Quick Fixes for Harp Technique Issues

This post covers three fixes for harp technique issues.  These are three of the most common issues that harp students have, once they’ve started to master the very basics of hand position.

Trouble crossing over/under: Make sure your fingers are low and your thumb is high–usually its the REplacing that’s the problem and we gradually creep away from the ideal location. Another tip: when you get to the cross, squeeze apart the strings to give yourself more leverage.

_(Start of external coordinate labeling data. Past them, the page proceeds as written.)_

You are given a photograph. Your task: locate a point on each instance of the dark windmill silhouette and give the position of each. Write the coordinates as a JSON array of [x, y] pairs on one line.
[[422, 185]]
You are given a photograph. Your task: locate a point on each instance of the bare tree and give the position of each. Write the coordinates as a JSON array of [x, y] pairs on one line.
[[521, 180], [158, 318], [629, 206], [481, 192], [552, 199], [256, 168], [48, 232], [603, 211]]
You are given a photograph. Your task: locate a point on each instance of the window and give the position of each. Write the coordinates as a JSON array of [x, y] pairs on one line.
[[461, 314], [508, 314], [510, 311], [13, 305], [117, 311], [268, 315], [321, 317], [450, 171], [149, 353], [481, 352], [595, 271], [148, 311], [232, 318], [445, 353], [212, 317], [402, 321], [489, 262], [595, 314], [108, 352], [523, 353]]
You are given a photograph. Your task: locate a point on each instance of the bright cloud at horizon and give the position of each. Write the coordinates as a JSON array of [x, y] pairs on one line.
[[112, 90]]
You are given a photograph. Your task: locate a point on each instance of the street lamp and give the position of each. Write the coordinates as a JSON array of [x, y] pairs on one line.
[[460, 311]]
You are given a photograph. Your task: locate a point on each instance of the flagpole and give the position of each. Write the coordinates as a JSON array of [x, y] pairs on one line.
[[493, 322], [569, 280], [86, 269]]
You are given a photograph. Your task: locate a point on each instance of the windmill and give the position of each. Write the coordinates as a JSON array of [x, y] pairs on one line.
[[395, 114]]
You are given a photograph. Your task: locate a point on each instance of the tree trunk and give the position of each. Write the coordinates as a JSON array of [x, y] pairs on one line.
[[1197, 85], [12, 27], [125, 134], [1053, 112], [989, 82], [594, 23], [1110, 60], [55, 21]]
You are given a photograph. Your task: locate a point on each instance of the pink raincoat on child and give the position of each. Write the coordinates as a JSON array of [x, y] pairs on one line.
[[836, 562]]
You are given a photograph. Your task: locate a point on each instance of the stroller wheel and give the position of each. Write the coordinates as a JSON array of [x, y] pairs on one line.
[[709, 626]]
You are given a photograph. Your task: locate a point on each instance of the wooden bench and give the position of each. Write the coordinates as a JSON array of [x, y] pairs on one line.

Trouble making lever changes smoothly: Practice flipping the lever in one exact spot every time, counting it just as you do a note. Follow the string up to the correct lever with your eyes or finger. If it’s still hard to flip in time, look for another spot to make the change (earlier, later, or not at all).

Trouble with buzzing: Buzzing is caused by imprecise timing and/or hand position issues. Make sure that you are not replacing early, but just in time. Check that there is no extra motion in your replacing; your fingers should place from below (not sideways or from above). Likewise, your thumb should place from above.

Often, buzzing happens because we’re opening and placing out of order–getting to the strings before our hand is in the correct position. Use these hints to diagnose the problem and correct it on the spot–never keep ignoring buzzes, or you will train your hands in the habits that cause the buzzing in the first place.